At the age of 78, Margaret Olley had been bitten by the Black Dog, so much so that she contemplated suicide. “i just thought, what’s the use of living. Physically, I was very weak, like a piece of tissue paper. I couldn’t paint and if I did, just fiddled with the works. I think I might have ruined a couple of paintings. I shouldn’t have touched them in that state”, she said. It’s often stated that depression stalks the most gifted and that its highs and lows fuel the creative urge. “People said to me ‘why don’t you be like Goya and paint the terrible nightmare scenes when you get into that state yourself ‘. But it wasn’t like that at all. It was just this darkness and heaviness”, she reflected.
By Margaret’s account, the only thing that stopped her from suicide was her fear of botching the attempt. But with appropriate help and medication, she was finally able to pull through and as it happens, enjoy another decade of productive living – though towards the end, she was dogged by ill health. With a group of celebrity depression sufferers like the Rugby test legend, Topo Rodriguez, Margaret Olley spent many of those years publicising her own struggle with mental illness, encouraging others to seek appropriate help and not succumb to despair. There’s no doubt that, as a result, she’s responsible for saving many lives and improving those of countless thousands. So coupled with her famed generosity, it’s small wonder that the tributes on her passing have been so fulsome.
“When I got the assistance I needed, I felt I had a new lease on life”, she told Grubsheet. Suddenly, the face of the octogenarian lit up with the enthusiasm of a twenty year old. “I can’t tell you, I’ve escaped so many times! I’m like a cat with nine lives! I could fall down and be so grateful! Those nine lives may now be extinguished but for us, the look of delight on Margaret Olley’s face in that instant lingers on in the mind’s eye.
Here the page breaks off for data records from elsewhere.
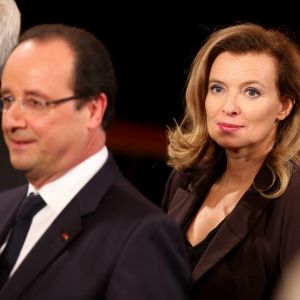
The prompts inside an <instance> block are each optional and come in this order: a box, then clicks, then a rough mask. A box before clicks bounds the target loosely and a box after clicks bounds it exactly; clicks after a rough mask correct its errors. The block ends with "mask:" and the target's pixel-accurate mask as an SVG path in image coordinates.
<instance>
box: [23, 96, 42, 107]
mask: <svg viewBox="0 0 300 300" xmlns="http://www.w3.org/2000/svg"><path fill="white" fill-rule="evenodd" d="M26 105H27V106H29V107H32V108H40V107H44V101H43V100H42V99H38V98H30V99H28V100H26Z"/></svg>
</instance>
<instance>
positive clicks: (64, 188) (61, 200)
mask: <svg viewBox="0 0 300 300" xmlns="http://www.w3.org/2000/svg"><path fill="white" fill-rule="evenodd" d="M107 157H108V150H107V148H106V147H104V148H102V149H101V150H100V151H99V152H97V153H96V154H94V155H93V156H91V157H89V158H88V159H86V160H85V161H83V162H81V163H80V164H78V165H77V166H75V167H73V168H72V169H70V170H69V171H68V172H67V173H65V174H64V175H63V176H61V177H59V178H58V179H56V180H54V181H52V182H50V183H47V184H46V185H44V186H43V187H42V188H41V189H39V190H38V191H36V190H35V189H34V187H33V186H32V185H31V184H29V188H28V193H27V194H28V195H29V194H30V193H32V192H33V193H39V194H40V195H41V197H42V198H43V199H44V200H45V202H46V206H45V207H44V208H42V209H41V210H40V211H39V212H38V213H37V214H36V215H35V216H34V217H33V219H32V223H31V226H30V229H29V231H28V234H27V236H26V239H25V241H24V244H23V247H22V249H21V251H20V254H19V257H18V259H17V261H16V263H15V265H14V267H13V269H12V271H11V273H10V276H11V275H12V274H13V273H14V272H15V270H16V269H17V268H18V267H19V265H20V264H21V262H22V261H23V260H24V258H25V257H26V255H27V254H28V253H29V252H30V250H31V249H32V248H33V246H34V245H35V244H36V243H37V241H38V240H39V239H40V237H41V236H42V235H43V234H44V233H45V231H46V230H47V229H48V228H49V227H50V225H51V224H52V223H53V221H54V220H55V219H56V218H57V216H58V215H59V214H60V213H61V212H62V211H63V209H64V208H65V207H66V206H67V205H68V204H69V202H70V201H71V200H72V199H73V198H74V196H75V195H76V194H77V193H78V192H79V191H80V190H81V189H82V188H83V187H84V186H85V185H86V184H87V182H88V181H89V180H90V179H91V178H92V177H93V176H94V175H95V174H96V173H97V172H98V171H99V170H100V169H101V167H102V166H103V165H104V163H105V161H106V160H107Z"/></svg>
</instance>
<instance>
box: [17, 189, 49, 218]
mask: <svg viewBox="0 0 300 300" xmlns="http://www.w3.org/2000/svg"><path fill="white" fill-rule="evenodd" d="M45 205H46V203H45V201H44V200H43V198H42V197H41V196H40V195H39V194H33V193H31V194H30V195H28V196H27V197H26V199H25V203H24V204H23V205H21V207H20V209H19V210H18V213H17V220H28V219H31V218H32V217H33V216H34V215H35V214H36V213H37V212H38V211H39V210H40V209H41V208H42V207H44V206H45Z"/></svg>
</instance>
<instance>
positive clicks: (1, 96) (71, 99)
mask: <svg viewBox="0 0 300 300" xmlns="http://www.w3.org/2000/svg"><path fill="white" fill-rule="evenodd" d="M79 98H81V97H79V96H77V95H73V96H69V97H65V98H61V99H55V100H48V101H47V100H43V103H44V104H43V105H44V106H45V108H46V107H47V106H49V105H51V104H61V103H65V102H68V101H70V100H76V99H79ZM41 100H42V99H41ZM15 101H16V100H13V101H11V105H10V107H9V108H8V109H4V101H3V96H1V97H0V112H4V113H5V112H7V111H9V109H10V108H11V107H12V105H13V104H14V103H15ZM22 106H23V108H24V110H26V108H25V106H24V103H23V102H22V101H21V107H22Z"/></svg>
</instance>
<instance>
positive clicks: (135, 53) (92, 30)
mask: <svg viewBox="0 0 300 300" xmlns="http://www.w3.org/2000/svg"><path fill="white" fill-rule="evenodd" d="M16 2H17V4H18V6H19V9H20V11H21V13H22V28H23V30H24V29H27V28H28V27H30V26H32V25H35V24H39V23H64V24H68V25H74V26H79V27H82V28H85V29H87V30H89V31H91V32H93V33H94V34H95V35H96V36H97V37H99V38H100V39H101V40H102V41H103V42H104V44H105V45H106V46H107V48H108V50H109V51H110V53H111V57H112V60H113V62H114V66H115V70H116V74H117V78H118V82H119V94H118V99H117V103H116V110H117V114H116V124H122V122H123V121H125V122H129V123H130V124H131V127H129V128H127V127H124V126H123V127H122V125H121V127H120V125H119V127H117V126H116V128H123V129H124V130H123V131H120V130H119V129H116V130H115V131H114V132H113V134H114V138H115V139H117V140H120V141H121V140H122V138H123V142H122V143H123V144H122V143H121V142H120V143H119V144H118V145H116V143H112V144H111V149H112V151H113V152H114V154H115V157H116V159H117V161H118V163H119V165H120V167H121V169H122V171H123V173H124V174H125V175H126V176H127V177H128V178H129V179H130V180H131V181H132V182H133V183H134V184H135V185H136V186H137V187H138V188H139V189H140V190H141V191H142V192H143V193H144V194H146V196H148V197H149V198H150V199H151V200H152V201H154V202H155V203H157V204H159V203H160V201H161V197H162V194H163V189H164V184H165V181H166V180H167V177H168V174H169V172H170V169H169V168H168V167H166V164H165V151H164V149H165V145H164V143H163V142H162V146H163V147H162V148H161V149H158V150H157V149H156V150H155V151H152V152H149V151H145V147H144V150H143V149H142V148H139V145H142V144H143V143H145V142H149V141H150V142H151V140H153V144H154V140H155V138H153V137H154V136H155V135H153V134H152V135H151V134H150V132H151V130H152V129H153V130H152V133H155V134H157V135H159V138H163V137H164V133H165V130H166V126H167V125H172V124H174V123H173V120H174V119H176V120H179V119H180V117H181V115H182V112H183V105H182V99H183V94H184V84H185V80H186V76H187V72H188V69H189V66H190V64H191V62H192V59H193V57H194V55H195V54H196V52H197V51H198V49H199V47H200V46H201V44H202V42H203V40H204V39H205V38H206V37H207V36H208V35H209V33H211V32H212V31H213V30H214V29H215V28H216V27H223V26H227V25H231V24H234V23H237V22H244V21H248V22H256V23H259V24H262V25H266V26H272V27H275V28H278V29H280V30H282V31H286V32H288V33H289V34H290V35H292V36H293V37H294V38H295V39H296V40H299V38H300V17H298V13H297V12H298V10H297V9H296V7H295V6H296V1H294V2H295V4H293V3H290V2H292V1H239V2H237V1H234V2H233V1H232V2H230V1H222V2H218V1H207V2H204V1H193V2H192V1H191V2H188V1H176V2H178V3H177V4H174V3H173V2H166V1H160V2H155V1H134V2H137V3H134V2H129V1H120V2H118V1H97V0H92V1H88V0H86V1H79V0H78V1H76V2H75V1H66V0H60V1H57V0H40V1H35V0H17V1H16ZM118 122H119V123H118ZM120 122H121V123H120ZM145 126H146V128H147V131H146V130H144V133H145V134H143V128H145ZM126 128H127V129H126ZM139 131H140V132H139ZM138 132H139V133H138ZM141 132H142V133H141ZM126 137H128V138H127V140H128V141H129V142H128V143H127V144H131V146H132V148H130V147H128V145H127V146H125V144H126ZM130 139H131V140H130ZM132 139H135V140H134V141H132ZM157 142H159V141H156V143H157ZM147 147H148V148H149V149H150V148H151V147H149V146H148V145H146V149H147ZM125 148H126V149H125ZM154 148H155V147H154ZM135 149H140V150H138V151H134V150H135ZM131 150H132V151H131ZM2 152H3V150H2ZM0 155H1V161H0V163H1V164H2V167H0V176H1V177H0V178H3V180H2V179H0V188H5V187H10V186H13V185H16V184H18V183H19V182H21V181H23V179H22V178H21V177H20V176H16V175H9V172H8V171H7V170H8V166H7V163H6V162H5V161H4V160H6V158H5V153H0Z"/></svg>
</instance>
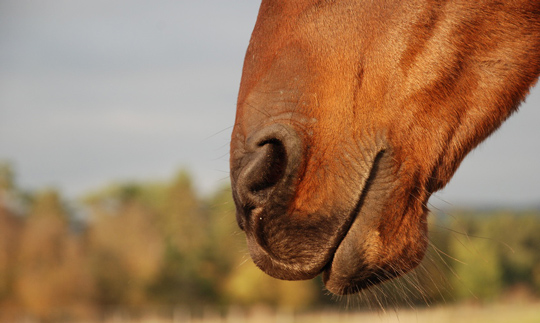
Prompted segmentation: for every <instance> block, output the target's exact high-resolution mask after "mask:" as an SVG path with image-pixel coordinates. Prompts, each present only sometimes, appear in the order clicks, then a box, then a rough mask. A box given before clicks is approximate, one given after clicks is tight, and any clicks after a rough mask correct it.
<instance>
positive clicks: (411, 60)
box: [231, 0, 540, 294]
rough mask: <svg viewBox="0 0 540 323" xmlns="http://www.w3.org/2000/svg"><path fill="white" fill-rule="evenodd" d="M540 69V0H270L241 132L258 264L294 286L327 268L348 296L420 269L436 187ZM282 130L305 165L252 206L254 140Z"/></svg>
mask: <svg viewBox="0 0 540 323" xmlns="http://www.w3.org/2000/svg"><path fill="white" fill-rule="evenodd" d="M539 74H540V2H539V1H536V0H527V1H519V0H516V1H512V0H502V1H494V0H486V1H481V0H479V1H451V0H439V1H436V0H416V1H392V0H380V1H358V0H355V1H337V0H335V1H331V0H326V1H306V0H304V1H298V0H296V1H292V0H263V1H262V4H261V8H260V12H259V16H258V19H257V23H256V26H255V29H254V31H253V35H252V38H251V41H250V44H249V48H248V50H247V54H246V59H245V63H244V70H243V75H242V81H241V85H240V92H239V96H238V107H237V116H236V124H235V127H234V130H233V134H232V141H231V179H232V184H233V193H234V195H235V202H236V204H237V208H238V212H239V213H238V218H239V223H240V224H241V226H242V227H243V228H244V230H245V231H246V234H247V236H248V242H249V244H250V250H251V253H252V256H253V258H254V260H255V262H256V263H257V264H258V265H259V267H261V269H263V270H264V271H266V272H268V273H269V274H271V275H273V276H276V277H279V278H284V279H306V278H310V277H313V276H315V275H317V274H318V273H320V272H324V278H325V283H326V285H327V288H328V289H329V290H330V291H332V292H334V293H338V294H345V293H352V292H356V291H358V290H359V289H361V288H364V287H366V286H369V285H372V284H375V283H377V282H379V281H382V280H385V279H388V278H392V277H395V276H399V275H401V274H403V273H404V272H407V271H408V270H410V269H412V268H414V267H415V266H416V265H417V264H418V263H419V262H420V260H421V259H422V257H423V254H424V251H425V248H426V243H427V242H426V241H427V240H426V239H427V237H426V224H425V223H426V219H425V218H426V214H427V208H426V203H427V201H428V199H429V197H430V195H431V194H432V193H433V192H435V191H437V190H439V189H441V188H443V187H444V186H445V185H446V183H448V181H449V180H450V178H451V177H452V175H453V174H454V172H455V171H456V169H457V168H458V166H459V164H460V163H461V161H462V160H463V158H464V157H465V155H466V154H467V153H468V152H469V151H471V150H472V149H473V148H474V147H475V146H476V145H478V144H479V143H480V142H481V141H482V140H484V139H485V138H486V137H487V136H489V135H490V134H491V133H492V132H493V131H494V130H495V129H497V128H498V127H499V126H500V124H501V123H502V122H503V121H504V120H505V119H506V118H508V117H509V116H510V114H511V113H512V112H514V111H515V110H516V109H517V107H518V105H519V104H520V103H521V102H522V101H523V99H524V98H525V96H526V95H527V93H528V91H529V88H530V87H531V86H532V85H533V84H534V83H535V82H536V80H537V78H538V76H539ZM273 124H280V125H286V126H287V129H292V130H291V131H289V132H294V133H295V134H296V135H295V136H297V137H298V138H300V142H301V144H299V145H292V144H291V147H297V148H295V150H298V151H297V152H294V153H293V152H292V151H290V150H287V149H286V150H285V152H280V153H279V154H280V155H279V156H281V157H279V158H291V157H290V156H296V154H298V155H299V156H300V157H298V158H299V160H300V161H299V162H298V166H297V167H296V168H294V172H292V171H291V174H293V175H294V176H293V175H290V178H289V177H288V178H287V182H286V183H287V185H286V187H287V188H286V189H285V188H282V187H285V186H279V185H282V184H280V183H281V182H280V181H282V182H283V183H285V179H284V180H281V179H279V178H276V179H272V180H271V181H270V182H271V183H270V182H269V184H268V185H267V187H268V188H266V186H265V190H266V191H264V198H261V199H256V200H257V201H259V202H256V203H255V202H251V200H249V199H248V198H247V197H245V196H244V195H245V194H244V193H242V189H241V188H239V187H238V186H239V185H242V184H243V180H242V179H241V177H242V172H243V168H244V169H245V164H248V165H249V161H246V160H247V157H245V156H247V155H249V154H251V153H252V152H253V151H254V150H253V149H257V148H247V144H246V142H247V141H249V138H250V137H253V136H254V134H256V133H257V132H259V131H260V130H261V129H265V128H266V127H269V126H271V125H273ZM284 136H285V135H284ZM266 142H268V141H266ZM266 142H263V143H262V144H259V146H258V147H261V146H262V145H263V144H265V143H266ZM278 144H279V143H278ZM250 149H251V150H250ZM269 154H270V153H267V154H266V156H269ZM274 154H277V153H274ZM261 156H262V155H261ZM276 156H278V155H276ZM261 158H270V157H261ZM272 158H273V159H270V160H267V162H266V164H268V165H267V166H265V167H268V168H272V167H277V166H272V165H276V162H275V159H277V158H278V157H275V158H274V157H272ZM295 158H296V157H295ZM279 164H280V165H281V163H279ZM279 167H284V168H286V167H288V166H285V164H283V165H282V166H279ZM261 171H262V170H261ZM277 173H279V174H282V173H283V171H280V172H277ZM277 173H276V174H277ZM287 174H288V173H287ZM276 176H277V175H276ZM276 183H277V184H276ZM283 185H285V184H283ZM274 186H275V187H279V188H274ZM288 190H290V191H291V192H290V193H289V192H288ZM285 191H286V192H285ZM283 192H285V193H283ZM256 194H261V193H260V192H256ZM248 200H249V201H248ZM246 201H248V202H246ZM254 215H256V216H254ZM258 219H260V220H258ZM321 239H322V240H324V241H321Z"/></svg>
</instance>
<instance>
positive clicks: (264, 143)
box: [248, 139, 287, 194]
mask: <svg viewBox="0 0 540 323" xmlns="http://www.w3.org/2000/svg"><path fill="white" fill-rule="evenodd" d="M258 146H259V148H258V150H259V151H258V152H257V155H258V156H257V157H256V160H255V161H254V162H255V163H256V165H254V166H255V167H254V168H253V173H252V174H251V175H252V178H251V180H250V184H249V185H248V189H249V191H251V192H252V193H254V194H257V193H260V192H261V191H264V190H267V189H268V188H271V187H273V186H275V185H276V184H277V183H278V182H279V181H280V180H281V179H282V178H283V176H284V174H285V170H286V168H287V152H286V150H285V147H284V146H283V143H282V142H281V141H279V140H278V139H268V140H265V141H263V142H261V143H259V145H258Z"/></svg>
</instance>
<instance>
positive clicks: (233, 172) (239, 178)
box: [231, 124, 302, 216]
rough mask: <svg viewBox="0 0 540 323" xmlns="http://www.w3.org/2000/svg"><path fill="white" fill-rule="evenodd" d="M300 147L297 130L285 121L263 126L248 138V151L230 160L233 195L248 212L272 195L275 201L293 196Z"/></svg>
mask: <svg viewBox="0 0 540 323" xmlns="http://www.w3.org/2000/svg"><path fill="white" fill-rule="evenodd" d="M301 151H302V145H301V140H300V138H299V137H298V135H297V134H296V132H295V131H294V130H293V129H292V128H290V127H289V126H286V125H282V124H275V125H272V126H269V127H267V128H264V129H262V130H260V131H258V132H257V133H255V134H253V135H252V136H250V137H249V138H248V140H247V141H246V143H245V152H244V153H243V154H242V156H241V157H240V158H239V160H236V162H235V163H232V164H231V165H233V166H232V169H231V174H232V175H233V178H232V179H233V195H235V200H236V203H237V206H239V207H240V208H241V209H243V213H244V215H245V216H247V215H248V214H249V213H250V212H251V211H252V210H253V209H254V208H257V207H261V206H264V205H265V204H266V202H267V201H268V199H269V198H270V197H271V196H272V200H273V203H286V202H287V201H288V200H289V199H290V197H291V195H292V191H293V186H294V179H295V177H296V176H297V169H298V166H299V164H300V160H301V155H302V153H301Z"/></svg>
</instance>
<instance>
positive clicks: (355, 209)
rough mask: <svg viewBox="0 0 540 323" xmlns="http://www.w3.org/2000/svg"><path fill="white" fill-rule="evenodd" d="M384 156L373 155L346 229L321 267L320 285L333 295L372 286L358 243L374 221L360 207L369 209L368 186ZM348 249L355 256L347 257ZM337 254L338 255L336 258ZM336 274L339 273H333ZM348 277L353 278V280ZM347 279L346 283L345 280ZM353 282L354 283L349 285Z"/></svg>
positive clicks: (347, 254) (371, 283)
mask: <svg viewBox="0 0 540 323" xmlns="http://www.w3.org/2000/svg"><path fill="white" fill-rule="evenodd" d="M384 155H385V150H381V151H379V152H378V153H377V155H376V156H375V158H374V160H373V163H372V165H371V170H370V172H369V176H368V178H367V179H366V181H365V184H364V187H363V188H362V191H361V192H360V194H359V197H358V201H357V203H356V205H355V207H354V208H353V210H352V211H351V214H350V216H349V219H350V220H349V221H350V222H349V224H348V225H347V226H346V230H344V232H343V233H342V236H341V239H340V240H339V243H338V244H337V245H336V247H335V250H334V252H333V253H332V257H331V259H329V261H328V263H327V264H326V265H325V267H324V268H323V274H324V277H323V280H324V283H325V285H326V286H327V288H328V289H329V290H330V291H331V292H333V293H335V294H350V293H356V292H358V291H359V290H360V289H362V288H365V287H367V286H368V285H369V284H374V283H376V282H375V279H376V278H375V279H373V280H372V278H371V277H370V278H369V283H368V275H369V271H366V267H367V266H366V262H365V261H366V259H364V257H362V255H363V253H364V252H363V251H362V250H363V248H365V247H363V246H362V243H365V242H366V241H364V239H365V234H366V232H365V231H369V230H366V225H369V223H370V222H371V221H372V219H375V220H376V218H371V217H370V219H366V218H364V217H365V214H366V213H367V212H362V211H365V210H363V209H364V208H366V207H369V205H367V203H366V202H368V203H369V201H368V200H367V195H368V192H369V191H370V189H371V188H372V185H373V184H374V183H375V177H376V176H377V175H378V174H379V172H380V169H379V168H380V163H381V159H382V158H383V157H384ZM361 213H364V214H361ZM375 213H377V212H375ZM363 216H364V217H363ZM375 217H376V215H375ZM371 231H374V230H371ZM351 250H352V251H354V252H355V253H356V254H347V253H351ZM338 253H340V254H341V255H340V256H338ZM344 253H345V254H347V256H343V254H344ZM336 257H339V263H336V262H335V260H336ZM336 271H338V272H339V273H336ZM335 276H337V277H335ZM363 276H364V277H366V278H365V279H364V280H363V281H362V279H360V277H363ZM352 277H354V279H353V278H352ZM347 279H350V280H349V281H347ZM353 280H354V284H350V283H351V282H352V281H353Z"/></svg>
A true lady and a true legend.
Postscript: And this is Margaret Olley’s final work – part of a huge triptych of Sydney Harbour that the Sydney Morning Herald’s Steve Meacham describes as a masterpiece. He says the “labour of love” took five years and Olley was desperate to finish it in the closing stages of her life. She told friends that it was a final homage to the city she first fell in love with six decades ago. A public memorial for Margaret Olley will be held at the Art Gallery of New South Wales next month.